Время, когда жил Варлаам, обозначается в Житии так: «В лета бе царя и великаго князя Иоанна Васильевича, всея России самодержца». Никаких материалов, которые давали бы возможность проверить это сообщение Жития, нет. По характеру этой фразы можно утверждать, что Житие было составлено во всяком случае после царствования Ивана Грозного (т. е. после 1584 г.). Петр Буторин «поведал» автору Жития о происшедшем с ним в детстве случае в 1664 г. Во втором чуде рассказывается о воеводе Кольского острога14 Гурии Ивановиче Волынцове, который «правил» «воеводскую власть» «при благоверном царе Михаиле Феодоровиче», т. е, в период времени между 1613 — 1645 гг. Слова в этом отрывке о Литовской войне (в списке Д — «после Литовский войны») еще более уточняют возможное время воеводства Гурия Волынцова в Кольском остроге: периодом с 1634 г. (Поляновский мирный договор) по 1645 г. Гурий Волынцов — действительное историческое лицо. В известном труде А. Барсукова15 в перечне воевод Кольского острога Гурия Волынцова нет, но А. Барсуков фиксирует сведения, собранные им из опубликованных материалов, и данные его далеко не исчерпывающи. А между тем государственный деятель с таким именем известен, и именно во времена Михаила Федоровича он воеводствовал на русском Севере и в Сибири: Гур Иванович Волынцов в 1625 г. был на воеводстве в Пустозерском остроге16, а в 1631 г. в Туринском остроге17. Таким образом, где-то в 30 — 40-х годах он мог воеводствовать и в Коле (У А. Барсукова нет сведений о воеводах в Коле с 1631 по 1640 г., с 1647 по 1664 и за ряд других лет). Второе чудо, следовательно, под[185]тверждает достоверность даты, указанной в первом чуде: рассказы Петра Буторина были записаны в 60-е годы XVII в., а приурочивались они к событиям 20 — 30-летней давности. Ко времени записи рассказов Петра Буторина уже существовал первоначальный вид Жития. Мы можем думать, что оно бытовало и в то время, к которому Буторин приурочивает чудо, совершившееся с ним в юношеские годы, и чудо с воеводой Колы. Это позволяет датировать время написания Жития Варлаама Керетского периодом между концом XVI — первой четвертью XVII в.

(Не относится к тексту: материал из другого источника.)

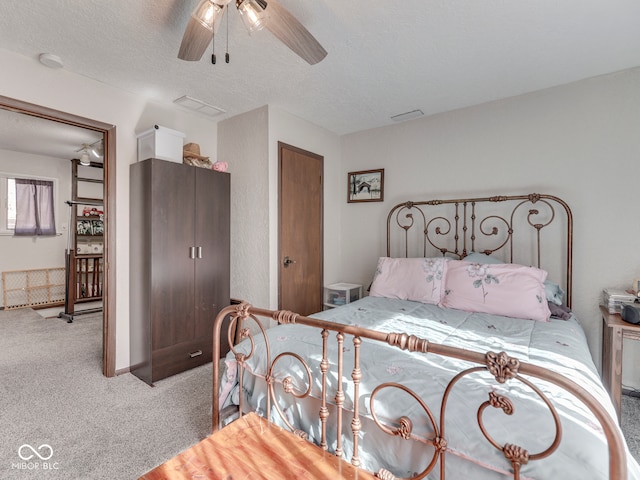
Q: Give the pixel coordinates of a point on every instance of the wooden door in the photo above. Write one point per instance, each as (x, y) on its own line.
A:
(173, 282)
(300, 230)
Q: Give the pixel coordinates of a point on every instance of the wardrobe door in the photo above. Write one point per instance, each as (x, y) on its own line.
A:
(212, 272)
(173, 323)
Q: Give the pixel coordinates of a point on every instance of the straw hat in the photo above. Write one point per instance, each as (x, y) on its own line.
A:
(192, 150)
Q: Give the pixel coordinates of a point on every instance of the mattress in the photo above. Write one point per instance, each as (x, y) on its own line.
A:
(559, 345)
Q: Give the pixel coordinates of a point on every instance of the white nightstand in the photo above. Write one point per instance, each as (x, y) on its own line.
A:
(338, 294)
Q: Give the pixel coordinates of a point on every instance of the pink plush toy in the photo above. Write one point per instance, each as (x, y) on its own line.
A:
(220, 166)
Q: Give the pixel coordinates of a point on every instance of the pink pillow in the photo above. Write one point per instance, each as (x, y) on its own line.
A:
(501, 289)
(417, 279)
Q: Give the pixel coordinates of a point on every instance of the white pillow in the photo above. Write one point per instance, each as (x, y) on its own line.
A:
(416, 279)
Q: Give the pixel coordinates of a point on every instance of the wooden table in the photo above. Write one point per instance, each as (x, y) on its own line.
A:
(614, 331)
(252, 448)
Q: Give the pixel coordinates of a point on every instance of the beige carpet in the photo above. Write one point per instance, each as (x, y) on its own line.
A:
(52, 392)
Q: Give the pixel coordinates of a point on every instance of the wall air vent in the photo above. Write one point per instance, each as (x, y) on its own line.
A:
(401, 117)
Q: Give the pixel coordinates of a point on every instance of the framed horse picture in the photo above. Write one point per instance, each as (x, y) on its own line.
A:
(365, 186)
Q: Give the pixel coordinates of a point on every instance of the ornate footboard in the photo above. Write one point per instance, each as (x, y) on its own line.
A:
(340, 402)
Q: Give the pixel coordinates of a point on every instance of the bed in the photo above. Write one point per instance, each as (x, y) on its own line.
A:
(464, 361)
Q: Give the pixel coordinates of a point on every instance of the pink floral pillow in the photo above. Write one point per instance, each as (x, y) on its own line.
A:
(501, 289)
(416, 279)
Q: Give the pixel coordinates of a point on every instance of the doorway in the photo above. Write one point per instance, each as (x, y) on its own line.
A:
(109, 136)
(300, 230)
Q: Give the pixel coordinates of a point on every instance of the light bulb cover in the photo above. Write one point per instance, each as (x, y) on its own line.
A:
(252, 13)
(209, 14)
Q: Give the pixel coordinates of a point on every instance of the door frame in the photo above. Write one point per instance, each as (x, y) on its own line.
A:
(109, 291)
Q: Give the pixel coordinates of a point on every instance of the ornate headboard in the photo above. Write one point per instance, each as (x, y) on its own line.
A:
(533, 229)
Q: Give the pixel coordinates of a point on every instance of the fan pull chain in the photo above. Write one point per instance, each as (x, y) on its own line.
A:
(226, 55)
(213, 50)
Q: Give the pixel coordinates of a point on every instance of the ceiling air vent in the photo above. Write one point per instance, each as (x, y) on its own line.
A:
(198, 106)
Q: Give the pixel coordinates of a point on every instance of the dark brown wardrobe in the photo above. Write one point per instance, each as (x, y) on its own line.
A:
(179, 264)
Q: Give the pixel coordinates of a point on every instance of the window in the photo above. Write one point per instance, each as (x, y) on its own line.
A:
(37, 203)
(11, 204)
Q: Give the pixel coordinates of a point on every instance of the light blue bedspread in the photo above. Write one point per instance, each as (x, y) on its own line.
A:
(559, 345)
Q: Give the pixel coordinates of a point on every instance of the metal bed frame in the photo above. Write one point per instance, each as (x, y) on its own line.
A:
(468, 229)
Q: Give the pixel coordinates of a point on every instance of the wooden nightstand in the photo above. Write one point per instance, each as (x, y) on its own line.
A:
(614, 331)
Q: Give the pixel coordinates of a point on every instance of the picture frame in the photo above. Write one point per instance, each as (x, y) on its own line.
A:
(365, 186)
(83, 227)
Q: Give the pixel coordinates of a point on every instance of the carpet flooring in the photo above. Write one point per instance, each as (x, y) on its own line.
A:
(52, 392)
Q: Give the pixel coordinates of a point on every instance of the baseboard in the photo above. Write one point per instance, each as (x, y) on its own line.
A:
(631, 393)
(122, 371)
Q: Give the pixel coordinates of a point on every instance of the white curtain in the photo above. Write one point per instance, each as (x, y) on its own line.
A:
(34, 207)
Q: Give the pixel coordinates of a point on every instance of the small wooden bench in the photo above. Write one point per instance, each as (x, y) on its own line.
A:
(252, 448)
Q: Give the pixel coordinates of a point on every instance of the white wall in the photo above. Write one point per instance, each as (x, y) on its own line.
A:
(579, 142)
(24, 79)
(249, 142)
(243, 144)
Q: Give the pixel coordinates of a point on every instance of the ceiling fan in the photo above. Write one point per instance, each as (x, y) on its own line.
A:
(256, 14)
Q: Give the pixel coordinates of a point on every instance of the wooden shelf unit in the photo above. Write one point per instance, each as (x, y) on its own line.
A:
(85, 262)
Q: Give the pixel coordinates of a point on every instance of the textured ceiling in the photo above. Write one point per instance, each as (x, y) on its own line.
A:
(384, 57)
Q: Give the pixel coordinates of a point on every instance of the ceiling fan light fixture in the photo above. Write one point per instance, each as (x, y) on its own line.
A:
(209, 14)
(84, 159)
(252, 13)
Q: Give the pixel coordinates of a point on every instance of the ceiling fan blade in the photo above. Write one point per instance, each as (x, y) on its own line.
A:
(195, 41)
(203, 22)
(293, 34)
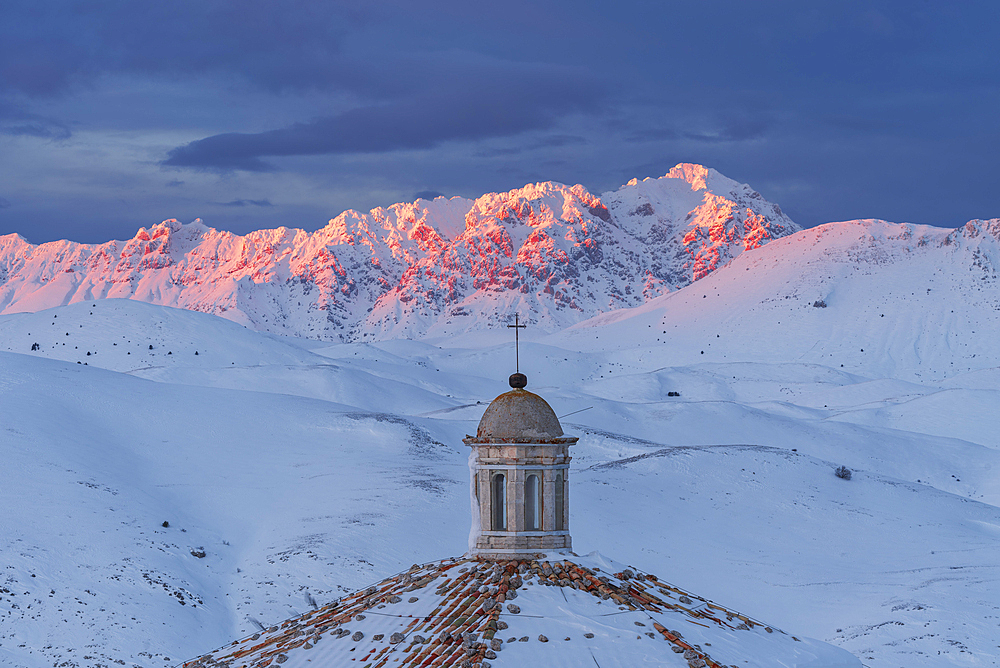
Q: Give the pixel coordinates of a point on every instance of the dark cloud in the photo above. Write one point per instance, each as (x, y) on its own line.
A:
(248, 202)
(733, 131)
(472, 101)
(498, 152)
(427, 194)
(834, 110)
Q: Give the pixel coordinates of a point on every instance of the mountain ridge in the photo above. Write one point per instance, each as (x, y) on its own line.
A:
(558, 254)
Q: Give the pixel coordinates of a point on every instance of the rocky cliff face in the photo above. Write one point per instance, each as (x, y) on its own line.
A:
(556, 254)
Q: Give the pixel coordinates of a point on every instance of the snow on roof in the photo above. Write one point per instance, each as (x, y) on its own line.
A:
(575, 612)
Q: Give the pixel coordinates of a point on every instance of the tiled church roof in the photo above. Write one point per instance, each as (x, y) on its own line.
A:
(469, 612)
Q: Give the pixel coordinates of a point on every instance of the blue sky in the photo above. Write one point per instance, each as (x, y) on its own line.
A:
(252, 114)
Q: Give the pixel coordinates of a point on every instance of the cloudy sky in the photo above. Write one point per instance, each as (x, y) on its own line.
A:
(259, 113)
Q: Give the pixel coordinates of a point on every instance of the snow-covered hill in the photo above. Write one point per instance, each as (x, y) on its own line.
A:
(881, 299)
(555, 253)
(306, 467)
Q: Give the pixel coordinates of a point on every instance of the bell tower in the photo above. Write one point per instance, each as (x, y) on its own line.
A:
(519, 468)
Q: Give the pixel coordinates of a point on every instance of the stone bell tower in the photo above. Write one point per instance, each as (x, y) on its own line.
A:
(520, 478)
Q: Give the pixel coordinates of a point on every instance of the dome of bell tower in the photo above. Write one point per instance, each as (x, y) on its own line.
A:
(518, 416)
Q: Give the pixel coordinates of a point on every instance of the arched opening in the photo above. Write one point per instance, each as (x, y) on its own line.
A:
(498, 502)
(560, 503)
(532, 503)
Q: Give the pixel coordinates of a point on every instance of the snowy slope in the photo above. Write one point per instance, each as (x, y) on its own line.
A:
(325, 481)
(904, 301)
(557, 253)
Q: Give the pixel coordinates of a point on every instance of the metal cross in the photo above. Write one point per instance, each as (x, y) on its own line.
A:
(516, 326)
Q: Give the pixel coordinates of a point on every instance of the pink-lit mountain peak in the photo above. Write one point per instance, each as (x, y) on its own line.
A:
(557, 254)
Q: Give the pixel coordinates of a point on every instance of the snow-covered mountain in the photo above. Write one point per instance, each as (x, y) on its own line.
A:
(557, 254)
(893, 300)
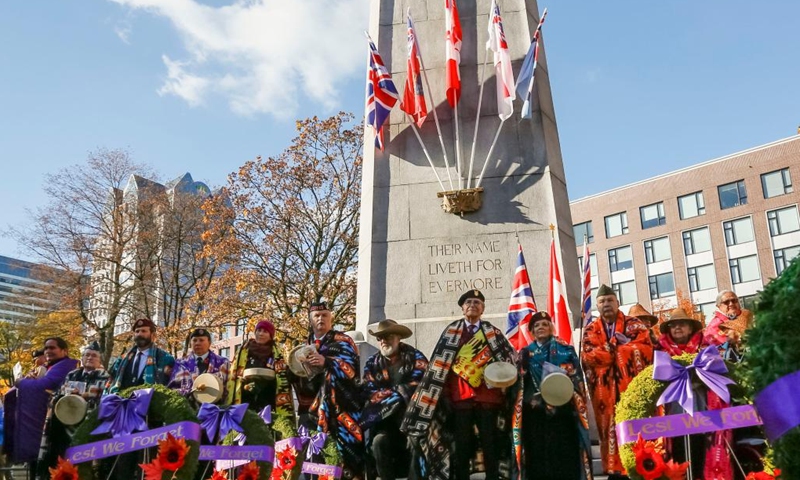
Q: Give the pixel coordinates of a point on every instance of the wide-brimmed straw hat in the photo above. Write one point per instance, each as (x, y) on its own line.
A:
(679, 314)
(739, 324)
(641, 313)
(388, 327)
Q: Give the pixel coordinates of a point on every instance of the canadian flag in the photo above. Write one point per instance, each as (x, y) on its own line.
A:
(453, 45)
(556, 303)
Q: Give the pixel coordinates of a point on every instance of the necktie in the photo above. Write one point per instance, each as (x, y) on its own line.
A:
(135, 369)
(201, 365)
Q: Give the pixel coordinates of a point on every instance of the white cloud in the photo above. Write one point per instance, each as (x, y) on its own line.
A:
(260, 55)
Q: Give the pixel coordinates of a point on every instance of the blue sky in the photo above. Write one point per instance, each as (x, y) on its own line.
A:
(640, 87)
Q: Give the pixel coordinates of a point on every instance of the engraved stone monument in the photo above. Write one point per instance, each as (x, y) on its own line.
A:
(415, 258)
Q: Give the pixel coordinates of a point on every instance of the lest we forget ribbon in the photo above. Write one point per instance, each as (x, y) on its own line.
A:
(711, 370)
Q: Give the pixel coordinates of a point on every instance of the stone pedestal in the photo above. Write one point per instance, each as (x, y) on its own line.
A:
(415, 259)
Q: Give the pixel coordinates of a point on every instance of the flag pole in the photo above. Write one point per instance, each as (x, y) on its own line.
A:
(478, 116)
(488, 155)
(425, 150)
(435, 116)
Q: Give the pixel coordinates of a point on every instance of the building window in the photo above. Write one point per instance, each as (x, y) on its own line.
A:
(738, 231)
(784, 256)
(652, 215)
(744, 269)
(626, 292)
(696, 241)
(776, 183)
(241, 324)
(616, 224)
(782, 221)
(657, 250)
(592, 265)
(732, 195)
(620, 258)
(582, 230)
(691, 205)
(702, 278)
(662, 285)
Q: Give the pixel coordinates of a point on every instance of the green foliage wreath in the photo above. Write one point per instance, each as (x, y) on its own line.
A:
(639, 401)
(773, 352)
(166, 406)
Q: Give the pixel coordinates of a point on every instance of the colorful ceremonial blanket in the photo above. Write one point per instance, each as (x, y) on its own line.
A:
(564, 356)
(427, 412)
(383, 398)
(610, 366)
(338, 402)
(472, 359)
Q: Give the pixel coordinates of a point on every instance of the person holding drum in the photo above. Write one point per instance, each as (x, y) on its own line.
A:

Как предполагает В.О. Ключевский, автором Жития «был монах, живший в Керети в качестве сельского священника и приказчика Соловецкого монастыря»18. По мнению И. Яхонтова, характер Жития свидетельствует о том, что автором его скорее должен был быть мирянин. Текстологический анализ дошедших списков Жития убедил нас в существовании двух редакций произведения. Поэтому мы должны говорить о двух авторах — авторе первоначального вида Жития и авторе Жития с чудесами.

Первоначальное Житие написано в книжно-риторических традициях. В нем много общих фраз («Научен же бысть книгам, и божиим судом поставлен бысть преэвитером», «люди закону божию, яко истинный пастырь поучаше, и бысть ходатай богу и человеком», и т. п.), книжных оборотов и сравнений («подвизаяся на невидимаго врага козни», «немощную силу, яко паучину раздираему», «простре сеть во уловление праведнаго, яко же древле на Адама», «псалмы Давидовы пояше, то бо ему пища бяше», и т. д.); совершенно отсутствует прямая речь.

Иной характер Жития с чудесами. Рассказы о чудесах полны действия, в них много прямой речи, диалогов. События не описываются, а показаны в развитии, в действии. Язык этой части Жития близок живой, разговорной речи, в нем много терминов местного характера, местных оборотов.

Петр Буторин «упражняется» «в рыбных ловитвах в Соностровах». Варлаам явился перед ним, когда он с отцом плыл в карбасе «против Шарапова Наволока». Все это и так мог написать только человек, хорошо знающий Кереть, ее окрестности, отлично, воочию представляющий себе побережье Белого моря в этом месте. Соностров — небольшой остров в 30 — 40 километрах на юго-восток от Керети по побережью Кандалакшского залива, куда керетчане до сих пор ходят на тони ловить рыбу. Шарапов Наволок — Шарапов мыс, мимо которого проходит водный путь из Керети в Соностров. Наволок — характерное поморское наименование; наволоком здесь называется коса, мыс. Когда вторая волна чуть не потопила ладью, в которой находился Петр Буторин, и в ладье появился никому не ведомый старец, то, как рассказывает Буторин, «абие внезапу обретеся судно наше во отишии за коргою». О стихнувшем ветре в Поморье говорят, что он «отих», «отишел». «Коргами» называются в Беломорье небольшие скалистые островки, гряды камней в море. Во время неожиданного изменения погоды, когда уже не успеть дойти до берега, мелкие суда, лодки прячутся за корги и отстаиваются там с подветренной стороны. В рассказе о Евфимии каргопольце читаем: «И егда пробежавшим Соловецкой остров...». Выражения «бежать на веслах», «бежать парусом» типичны для языка поморов. В чуде о двинянине Никифоре буря сломала у мореходцев «древо парусное» — мачта в поморской терминологии называется «деревом». Явившийся к потерпевшим крушение Вар[186]лаам, ободряя их и призывая к действию, говорит: «Парус ваш под лодьею, а древо и с ногами тут же под лодьею». «Ногами» моряки-поморы называют ванты19.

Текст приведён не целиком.